By mid-2009, I had developed a serious itch to drive around the world, thinking to take several years, including spending time in various countries as they appealed/intrigued me and my wife. She being a physician and surgeon, we had ideas about doing serial volunteer medicine all along the way.
Changes in global politics, plus a divorce, conspired to close the chapter on driving around the world - I did not aspire to do it solo. I remain convinced that this vehicle can circumnavigate as well as any other I have seen or heard about.
A chance encounter with another adventurer in very remote NW Montana connected me to the late Darrin Fink, who specialized in building expedition vehicles primarily on Mercedes-Benz and Mitsubishi Fuso trucks. From Darrin I acquired:
- a new Fuso FM260 truck
- with a Transonite box [built by Martin-Marietta]
- connected to the frame with a three-point torsion mount.
Long story short, I built out the truck and the box to give me an extremely comfortable, capable and reliable expedition rig.
Today, with 53,000 miles on the odo [roughly 40-50% off pavement, and maybe 10-15% truly off-road], I have reached an age when I no longer hunger for remote, expeditionary travel.

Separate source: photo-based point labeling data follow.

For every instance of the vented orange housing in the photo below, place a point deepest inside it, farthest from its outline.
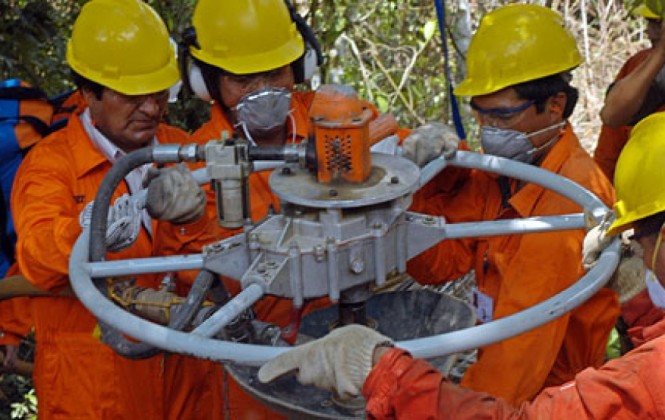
(341, 131)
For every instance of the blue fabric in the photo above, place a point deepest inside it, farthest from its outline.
(10, 158)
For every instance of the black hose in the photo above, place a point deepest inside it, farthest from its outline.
(99, 218)
(98, 226)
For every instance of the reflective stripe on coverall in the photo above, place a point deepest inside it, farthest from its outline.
(629, 387)
(76, 376)
(270, 309)
(519, 271)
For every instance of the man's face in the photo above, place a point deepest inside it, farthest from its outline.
(129, 122)
(506, 110)
(234, 87)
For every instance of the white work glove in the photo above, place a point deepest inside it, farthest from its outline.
(174, 195)
(429, 141)
(596, 241)
(123, 222)
(338, 362)
(628, 280)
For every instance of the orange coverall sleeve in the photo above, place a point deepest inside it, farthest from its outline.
(47, 223)
(628, 387)
(15, 320)
(542, 266)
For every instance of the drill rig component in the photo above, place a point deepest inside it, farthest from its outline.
(234, 255)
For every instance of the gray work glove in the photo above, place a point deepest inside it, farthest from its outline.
(628, 280)
(338, 362)
(173, 195)
(596, 240)
(123, 222)
(429, 141)
(594, 243)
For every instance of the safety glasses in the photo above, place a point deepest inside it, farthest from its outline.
(500, 117)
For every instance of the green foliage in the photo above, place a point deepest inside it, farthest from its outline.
(27, 408)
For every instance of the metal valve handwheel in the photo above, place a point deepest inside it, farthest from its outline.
(389, 240)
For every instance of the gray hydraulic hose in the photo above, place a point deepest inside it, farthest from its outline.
(131, 350)
(518, 170)
(157, 335)
(425, 347)
(98, 226)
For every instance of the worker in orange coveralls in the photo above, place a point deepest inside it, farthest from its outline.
(519, 64)
(518, 71)
(124, 65)
(637, 91)
(355, 358)
(15, 320)
(246, 57)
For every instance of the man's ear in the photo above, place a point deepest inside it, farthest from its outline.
(557, 104)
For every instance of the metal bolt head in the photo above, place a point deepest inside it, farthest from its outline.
(357, 265)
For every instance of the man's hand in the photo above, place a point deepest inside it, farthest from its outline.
(338, 362)
(430, 141)
(124, 222)
(174, 195)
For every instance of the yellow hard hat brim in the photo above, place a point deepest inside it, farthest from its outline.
(142, 84)
(643, 11)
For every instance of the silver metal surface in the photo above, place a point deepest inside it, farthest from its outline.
(391, 177)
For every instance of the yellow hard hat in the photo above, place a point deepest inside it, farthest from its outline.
(246, 36)
(123, 45)
(516, 44)
(644, 11)
(636, 179)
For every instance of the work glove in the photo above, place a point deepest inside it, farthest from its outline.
(629, 279)
(173, 195)
(429, 141)
(596, 240)
(338, 362)
(123, 222)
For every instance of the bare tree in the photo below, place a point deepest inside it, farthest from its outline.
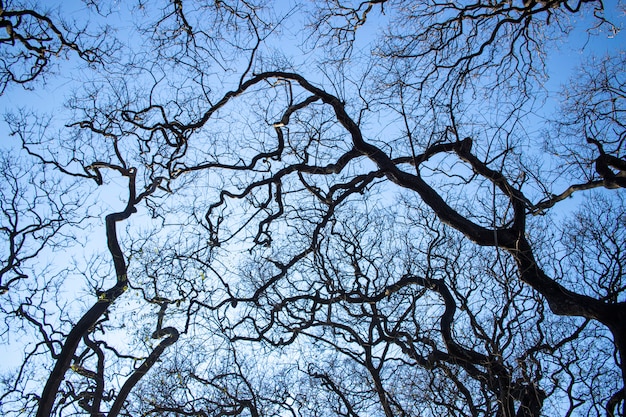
(381, 239)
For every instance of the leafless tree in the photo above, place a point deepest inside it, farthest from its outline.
(376, 235)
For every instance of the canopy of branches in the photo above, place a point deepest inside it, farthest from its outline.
(333, 207)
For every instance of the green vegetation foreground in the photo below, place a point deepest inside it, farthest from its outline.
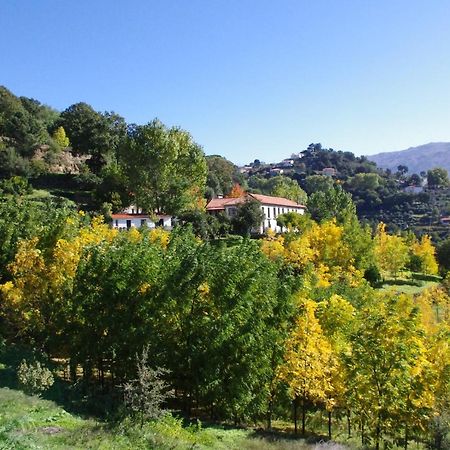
(246, 331)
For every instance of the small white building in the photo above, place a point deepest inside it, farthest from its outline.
(272, 207)
(134, 217)
(413, 189)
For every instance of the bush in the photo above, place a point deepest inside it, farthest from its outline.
(146, 394)
(426, 277)
(34, 378)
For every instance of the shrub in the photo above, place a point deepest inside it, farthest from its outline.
(34, 378)
(146, 394)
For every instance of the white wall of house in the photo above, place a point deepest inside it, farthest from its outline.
(271, 212)
(136, 222)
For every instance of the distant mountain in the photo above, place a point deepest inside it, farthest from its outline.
(423, 157)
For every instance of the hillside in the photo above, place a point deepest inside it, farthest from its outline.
(417, 159)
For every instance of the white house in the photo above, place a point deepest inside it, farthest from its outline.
(135, 217)
(413, 189)
(272, 207)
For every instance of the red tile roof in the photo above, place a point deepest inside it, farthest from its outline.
(220, 203)
(130, 216)
(278, 201)
(217, 204)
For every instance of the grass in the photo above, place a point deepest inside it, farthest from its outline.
(28, 422)
(408, 288)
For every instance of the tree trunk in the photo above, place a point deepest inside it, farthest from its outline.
(349, 427)
(295, 403)
(303, 415)
(269, 414)
(362, 432)
(377, 437)
(329, 424)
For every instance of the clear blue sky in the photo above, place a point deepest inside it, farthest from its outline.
(249, 79)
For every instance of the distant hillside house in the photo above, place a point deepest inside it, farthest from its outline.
(272, 207)
(413, 189)
(133, 217)
(329, 172)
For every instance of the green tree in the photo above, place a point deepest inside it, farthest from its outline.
(60, 137)
(391, 252)
(248, 217)
(307, 368)
(166, 169)
(317, 183)
(437, 177)
(443, 256)
(331, 203)
(386, 368)
(92, 133)
(222, 175)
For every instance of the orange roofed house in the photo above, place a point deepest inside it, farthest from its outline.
(272, 207)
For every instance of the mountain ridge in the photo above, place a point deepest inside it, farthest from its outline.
(417, 159)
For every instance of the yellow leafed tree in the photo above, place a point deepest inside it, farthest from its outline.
(308, 362)
(390, 251)
(425, 252)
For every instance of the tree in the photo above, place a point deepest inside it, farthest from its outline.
(34, 378)
(331, 203)
(146, 394)
(236, 191)
(93, 133)
(387, 369)
(391, 253)
(443, 255)
(437, 177)
(248, 217)
(424, 253)
(60, 137)
(222, 175)
(317, 183)
(402, 170)
(166, 169)
(307, 368)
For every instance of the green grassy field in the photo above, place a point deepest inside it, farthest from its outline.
(32, 423)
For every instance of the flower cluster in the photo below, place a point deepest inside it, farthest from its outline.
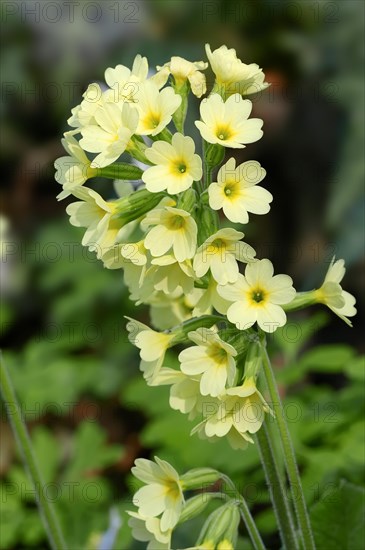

I have put very little milage on the vehicle since 2014. It's time to get this VERY CAPABLE tool into the hands of someone(s) who does have that hunger.
I began this project with:
- decades of personal experience as an overland traveler, a pilot, a sailor, and a backpacker;
- experience the previous 5 years driving and living in two full-size "expedition vehicles" built by others;
- hundreds of hours pouring over websites of major, European, bespoke vehicle builders [e.g., UNICAT and Action Mobil],
- the skill and experience of a team of (4) craftsmen who had each spent dozens of years building RVs for some major US manufacturers – truly professional RV builders.
I began with an empty box,
I spelled out my major design criteria for the house and its systems [all were important]:
- open, easy access to all plumbing, electrical, and mechanical points;
- open, light atmosphere/lighting inside;
- flexible storage everywhere - with organization, organization, organization;
- all water storage freeze protected - others have big problems with this
- good flexible lighting with low energy consumption - use it whenever you want to
- comfortable seating - to read, talk/visit, rest my crampy back
- no 'blackwater' - gray is fine and necessary
- queen size bed - comfortable for two tall adults
- bed permanently made up - no daily making or stowing the bed
- stable interior temperature in winter - no big hot-cold cycles
- separation between head and galley/eating area [some don't, and I find that nasty]
Thanks to the time I spent viewing dozens of professionally-engineered floor plans from the European expedition vehicle manufacturers [and with their permission], I had formed some pretty concrete ideas about how I would implement my criteria in an 8' x 17' house. The experience of my build team led to suggestions throughout the build that there was 'another way' to accomplish the goals I drew in the plans; they had seen lots of engineering mistakes in their decades of building. Together, this made the final vehicle virtually error-free.
So my basic floor plan quickly came into focus:
The main electrical panel, installed at eye-level, offers a concrete example of the access coupled with professional attention to detail the build team and I achieved throughout:
We built from January to the end of May, 2010. At that point my wife and I moved into the new rig full time, for the next 9 months, including high country winter in Oregon and California. We spent a week at –11°F snowshoeing; the house was an even 72°, a very welcome respite from the outdoors - as beautiful as it was.